過去と影絵とサイコさん 3

 週末。僕は電車とバスを乗り継いで、隣の市まで出かけた。初めて来る場所だったので道に迷い、目的地に到着したのは予定していた時間を五分ほど過ぎていた。

 マップと睨めっこしながらたどり着いたのは、古いビルの地下にある店だった。看板に『カフェ・バー』とあることから、酒類も扱うらしい。というか立地からして、そちらがメインなのではないだろうか。未成年が入るには、少し勇気のいる店だ。なんとなく、子供はお断りな雰囲気がある。しかし躊躇している暇はない。既に遅刻している身で、これ以上の遅れはトラブルの元だ。僕は鞄をかけ直すと、意を決してドアを押し開けた。

 店内は、独特の雰囲気があった。やはりカフェよりはバーに近い雰囲気の造りで、カウンターの奥には様々な酒瓶が並んでいた。全体的に薄暗い店内を、橙色の照明が柔らかく照らしている。各所に置かれたオブジェはどれもランプを内包しており、蝋燭のような明かりがちらちらと揺れていた。まず間違いなくフェイクだろうが、その揺らめく光は神秘的な雰囲気を作り出すのに一役買っている。オブジェは獅子や魚など生物が多かったが、中には女性像などもあり、あまり統一感はない。ただ、雰囲気は共通している。神秘的──というよりは、魔術的だろうか。密やかな、秘めやかな、秘密の気配を纏ったオブジェ。なにがそう思わせるのかは、僕にはわからない。

 店内にいたのは、カウンターの中に立つバーテンと、その前に座る女性客。手前のテーブルの男性二人。そして一番奥のテーブルに座るサイコさんの四人だった。

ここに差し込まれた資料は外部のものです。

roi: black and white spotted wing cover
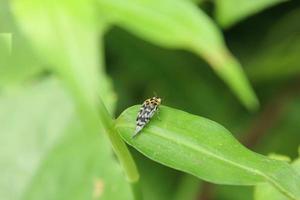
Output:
[133,101,158,137]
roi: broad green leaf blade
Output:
[98,0,258,109]
[0,79,132,200]
[215,0,286,28]
[116,106,300,199]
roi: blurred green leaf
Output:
[12,0,115,110]
[0,0,44,88]
[116,106,300,199]
[132,150,179,200]
[98,0,258,109]
[246,9,300,81]
[0,79,132,200]
[254,152,300,200]
[174,174,202,200]
[215,0,286,28]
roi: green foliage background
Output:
[0,0,300,200]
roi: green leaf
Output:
[12,0,115,110]
[116,106,300,199]
[254,154,300,200]
[0,79,132,200]
[246,9,300,81]
[131,150,179,200]
[215,0,286,28]
[0,0,43,87]
[98,0,258,109]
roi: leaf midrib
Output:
[117,124,296,200]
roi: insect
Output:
[132,97,161,138]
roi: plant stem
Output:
[99,100,139,183]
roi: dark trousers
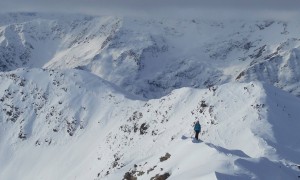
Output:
[195,131,200,140]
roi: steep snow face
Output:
[0,13,300,98]
[0,69,300,180]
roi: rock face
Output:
[0,13,300,98]
[0,13,300,180]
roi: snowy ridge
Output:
[0,13,300,98]
[0,69,300,179]
[0,13,300,180]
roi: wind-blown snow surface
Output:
[0,13,300,180]
[0,69,300,180]
[0,13,300,98]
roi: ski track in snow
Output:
[0,13,300,180]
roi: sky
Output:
[0,0,300,17]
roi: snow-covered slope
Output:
[0,13,300,98]
[0,69,300,180]
[0,13,300,180]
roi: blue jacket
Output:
[194,122,201,131]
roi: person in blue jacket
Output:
[194,121,201,140]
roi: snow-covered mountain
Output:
[0,13,300,98]
[0,13,300,180]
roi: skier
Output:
[194,121,201,140]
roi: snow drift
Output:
[0,13,300,180]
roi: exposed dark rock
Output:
[159,153,171,162]
[150,172,171,180]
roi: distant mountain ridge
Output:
[0,13,300,98]
[0,13,300,180]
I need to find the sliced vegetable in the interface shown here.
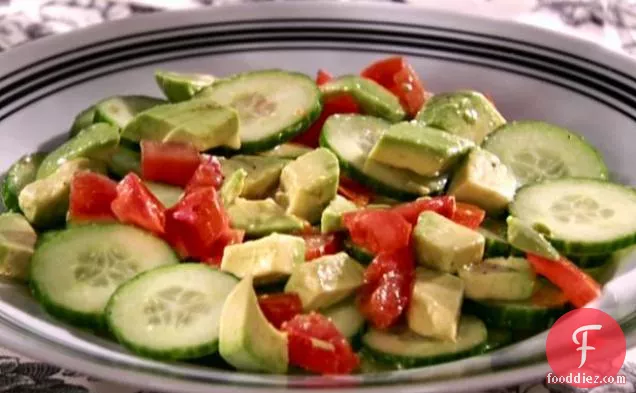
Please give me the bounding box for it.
[141,140,201,187]
[528,254,601,307]
[111,173,166,235]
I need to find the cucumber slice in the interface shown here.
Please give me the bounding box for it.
[342,237,375,265]
[94,95,166,130]
[510,179,636,255]
[1,153,46,212]
[483,121,608,187]
[70,106,96,138]
[320,75,406,123]
[362,315,488,368]
[195,70,322,153]
[155,71,216,102]
[108,145,141,178]
[320,115,448,199]
[31,224,179,327]
[106,263,238,359]
[462,281,568,332]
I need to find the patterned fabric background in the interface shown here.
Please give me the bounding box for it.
[0,0,636,393]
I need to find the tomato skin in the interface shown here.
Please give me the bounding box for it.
[110,173,166,235]
[342,209,413,254]
[258,293,303,329]
[282,312,360,375]
[141,140,201,187]
[451,202,486,229]
[361,56,426,117]
[166,187,229,261]
[526,254,601,308]
[186,155,223,192]
[357,247,415,329]
[338,176,374,206]
[302,233,342,261]
[68,171,117,221]
[391,196,456,225]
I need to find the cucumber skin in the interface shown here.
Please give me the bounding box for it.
[361,341,488,369]
[462,299,569,332]
[320,133,443,201]
[198,69,323,154]
[104,264,238,360]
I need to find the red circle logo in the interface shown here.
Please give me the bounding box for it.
[546,308,625,388]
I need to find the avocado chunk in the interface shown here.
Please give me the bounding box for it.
[280,148,340,223]
[259,142,313,159]
[226,198,305,237]
[459,257,536,300]
[285,252,364,311]
[2,153,46,212]
[412,211,485,273]
[506,216,560,260]
[36,123,119,179]
[144,181,183,209]
[221,155,289,199]
[448,148,517,215]
[415,91,506,144]
[320,195,358,233]
[221,168,247,206]
[406,268,464,341]
[155,71,216,102]
[121,100,240,151]
[320,75,406,122]
[369,122,474,176]
[107,145,141,178]
[70,106,96,138]
[219,276,289,374]
[0,213,37,280]
[18,158,106,229]
[221,233,305,284]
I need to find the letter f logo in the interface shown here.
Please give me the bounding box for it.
[572,325,603,368]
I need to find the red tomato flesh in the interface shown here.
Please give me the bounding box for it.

 僕は恐る恐る奥のテーブルまで進み、空いていた席に腰を下ろした。

「遅くなって、すみません」

「コーヒーでいい?」

 コーヒーを飲んでいたサイコさんは、僕の謝罪を華麗に聞き流した。僕としては、はい、と頷くしかない。音もなくお冷やを持ってきた店員に、コーヒーとケーキを注文する。

「呼び出して、悪かったわ」

「いえ」

「正直、来るとは思わなかった」

 それは、そうだろう。

 僕が受け取った封筒の中身は、一枚の便箋だった。店の名前と住所、日付、時間が、封筒の文字と同じ字で書かれていた。他に文言はなし。知らずにそれだけ見たら丁寧に書かれたメモ書きにしか見えない内容だった。あれを見て、『ああこの時間にこの場所で会おうという意味なんだな』と判断する人間は、あまり多くないだろう。

「なぜ、来たのか聞いてもいいかしら?」

「興味本位です」

「それは私に対するもの? それとも、これ?」

 とん、と細い指がテーブルを叩く。その仕草で、初めて僕はテープルに模様がある事に気付いた。星座板だ。やはり、どこか魔術的な雰囲気がある。僕はそれを見てようやく、店内のオブジェが星座をモチーフにしたものだと気付いた。

 枝のように細い指が、蟹座を指さしている。

 蟹。

「……自覚、あるんですか」

「あるわ。君、見えてるのね」

 ケーキとコーヒーが運ばれてくる。絵に描いたようなショートケーキ。シンプルだが、高価いんだろうな、と思わせる品格があった。僕は財布にいくら入っていたかを思い出そうとした。

「いつから見えているの? なにか、きっかけがあったのかしら」

「……いえ」

「生まれつき?」

「おそらくは」

 物心つく前のことまではわからないが、そうなのだと思う。まだ保育園に通っていた頃、僕は影絵が他の人には見えていないことを知らなかった。そのせいで周りと話が噛み合わないことが多く、僕はよく祖父と両親に怒られた。言ってはいけないことだと理解したのは、小学校に上がる少し前だと思う。

「あなたのほうは?」

「私?」

 サイコさんはくすりと笑った。

「私は、神隠しにあったの」

 その言葉に、僕は息を呑んだ。